The observation that nerves exhibit longitudinal heterogeneity of material properties poses a number of intriguing questions regarding the way in which nerves are adapted to accommodate limb movement. The viscoelastic properties of nerves have been measured extensively (Sunderland & Bradley, 1961; Wall et al. 1991; Kwan et al. 1992; Millesi et al. 1995; Driscoll et al. 2002) but the key structural elements which permit this elasticity remain elusive. For many years some observers have believed nerve fibres exhibit a zigzag morphology which disappears upon stretching as the fibres straighten out. This has been related to the presence of the spiral bands of Fontana that also fade with stretching (Clarke & Bearn, 1972). However, the zigzag arrangement of fibres has not always been observed in vivo (Williams & Hall, 1970), and application of sufficient tension to straighten out the fibres ex vivo did not result in disappearance of the bands of Fontana, which only occurred following a further tension increase (Pourmand et al. 1994). Earlier work by Glees (1942) identified the incisures of Schmidt-Lantermann as sites at which the myelin sheath could telescope to accommodate stretch, and proposed that this could confer stretching ability. Further investigations are required in order to investigate the properties of nerve fibres which allow them to accommodate the strain experienced by the nerve trunk. At a molecular level, elastin fibres are present throughout the tissue layers of peripheral nerves (Tassler et al. 1994) and collagen fibres are arranged in such as way as to allow some degree of longitudinal stretch (Glees, 1942; Ushiki & Ide, 1990). The specialized arrangement of layers of collagen fibres is likely to be the underlying structural component, in conjunction with fluid pressure, which provides the nerve with its viscoelasticity. There may also be differential movement possible between fascicle and non-fascicle elements. Further studies are planned to investigate differences in collagen architecture in different regions of a nerve which could account for the local differences in stiffness.

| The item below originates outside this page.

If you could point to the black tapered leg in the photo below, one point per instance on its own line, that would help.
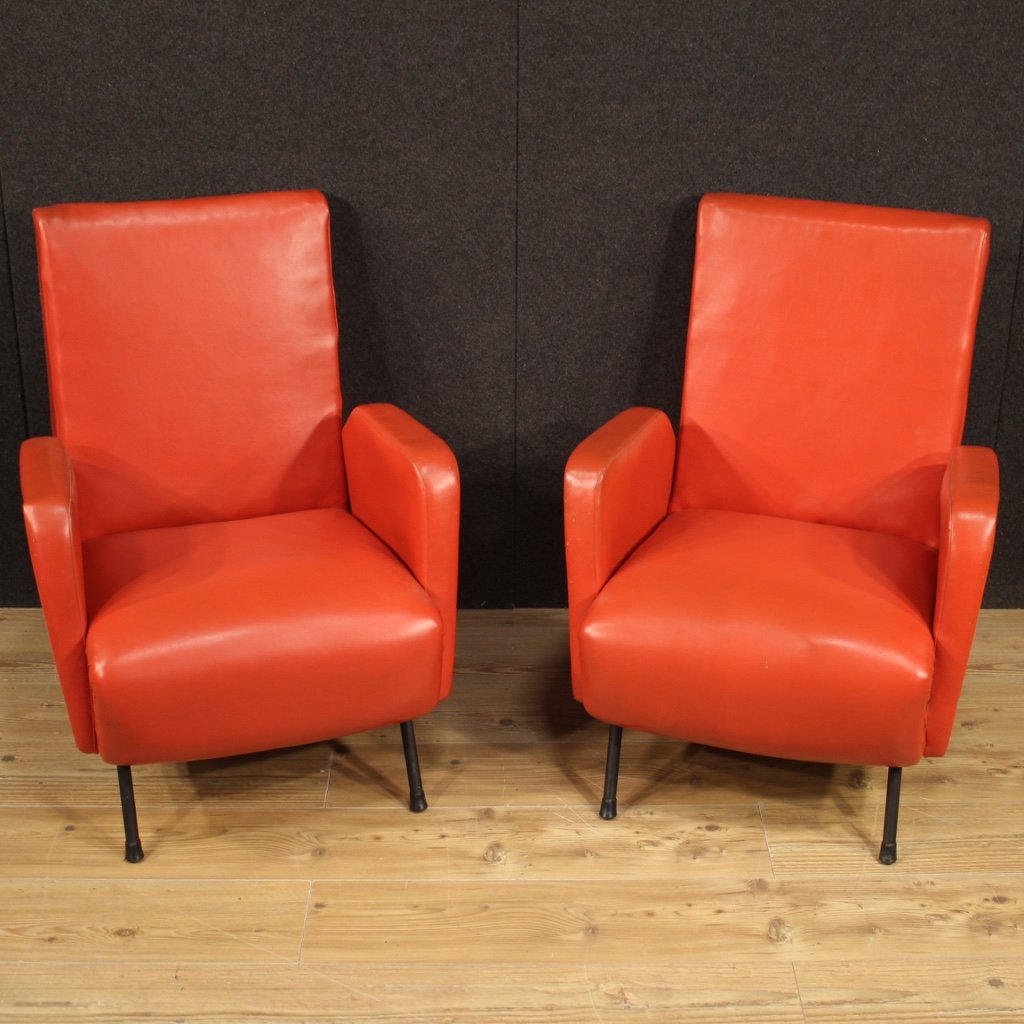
(133, 846)
(609, 808)
(888, 852)
(417, 800)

Another matter for consideration, which arises from these findings, is the means by which regions of differing stiffness develop. It would be interesting to examine whether reduced stiffness is an intrinsic property of nerve regions adjacent to joints or whether this property is conferred upon the nerve by movement. An understanding of this phenomenon may yield important information when undertaking surgical repair of peripheral nerves. For example would movement be sufficient to decrease the stiffness of a graft at a joint region, and if not, would inappropriate local stiffness compromise the clinical outcome?

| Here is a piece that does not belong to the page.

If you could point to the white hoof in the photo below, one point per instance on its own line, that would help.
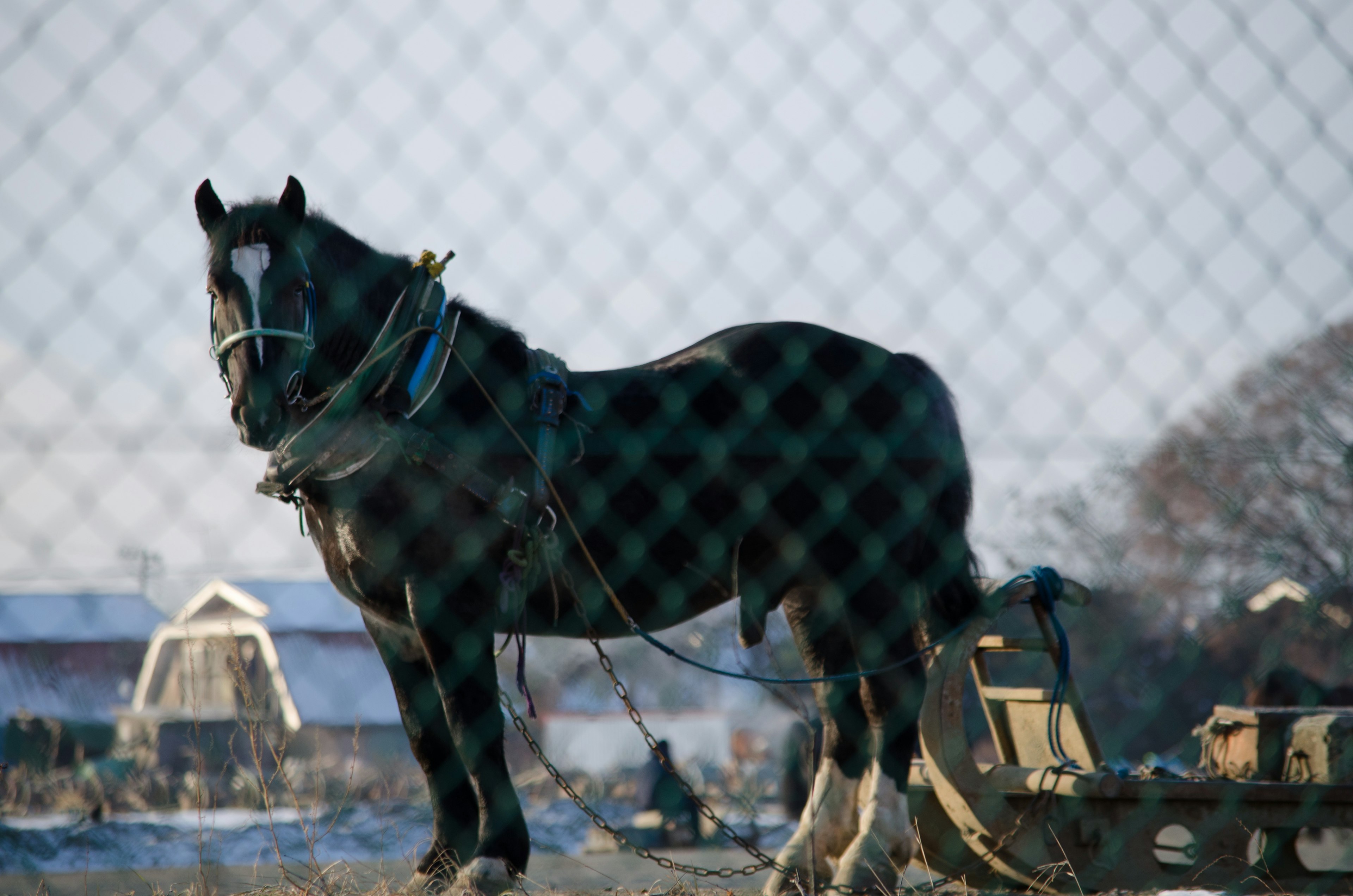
(885, 842)
(824, 832)
(483, 876)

In conclusion, the results presented here demonstrate that the strain on nerves during limb movement is not equally distributed along their length, but is increased at articulations. Furthermore, the stiffness of nerve tissue varies longitudinally, with regions near joints being more compliant to tensile loading than elsewhere. However, these properties seem to result from complex tissue architecture rather than simple proportion of connective tissue or fascicular number.